Encounters in Stereo

14 jaar moet ik geweest zijn, toen ik mijn eerste stereoketen kreeg. Hifi toren werd het toen ook wel genoemd, en het kwam inderdaad met een gammel zwartgelakt meubel, waarin netjes de versterker, de tuner, en de cassettespeler pasten, en waar bovenop was plaats was voor de platenspeler. Mijn versie was geheel en al Philips, inclusief de luidsprekers.

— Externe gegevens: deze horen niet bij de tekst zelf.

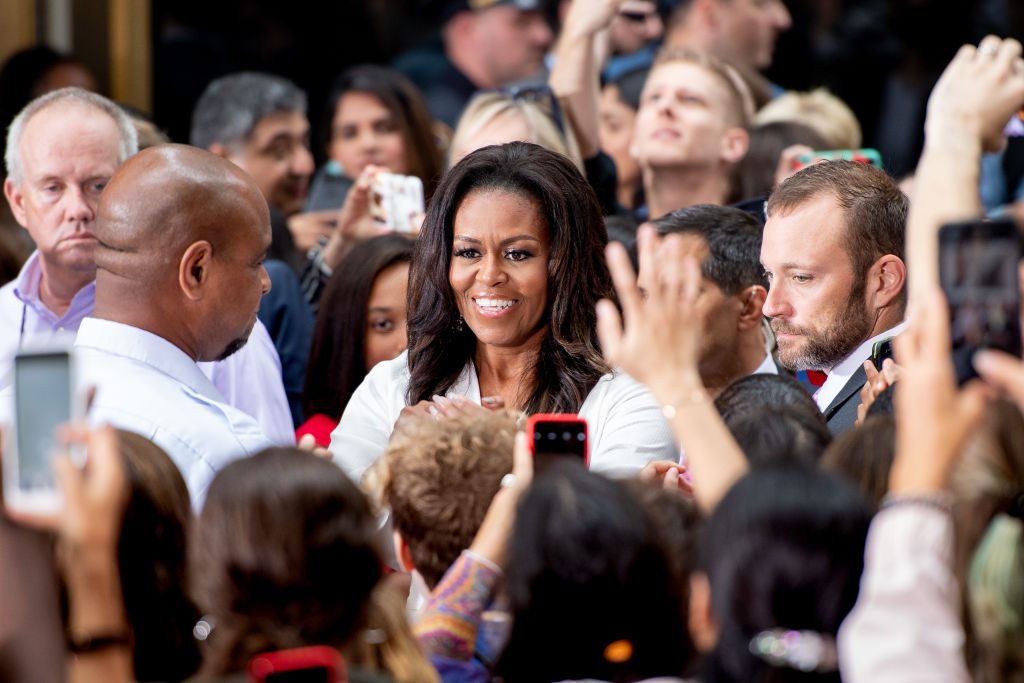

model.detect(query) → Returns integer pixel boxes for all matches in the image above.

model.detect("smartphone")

Na een paar jaar heeft de platenspeler moeten wijken voor de oude Dual van mijn moeder, die toch stukken beter klonk dan de lichtgewicht Philips. Niet lang na de aankoop sneuvelden ook de luidsprekers –versterker te luid gezet– en die werden vervangen door net dezelfde: “je moet je muziek maar stiller zetten, want je krijgt geen nieuwe meer,” was een effectieve manier om een draagbare geluidssterkte in huis te garanderen. Later werd ook de versterker vervangen, door een Kenwood, en kwam er een Sony CD speler bij –en prompt werd de platenspeler naar zolder verbannen.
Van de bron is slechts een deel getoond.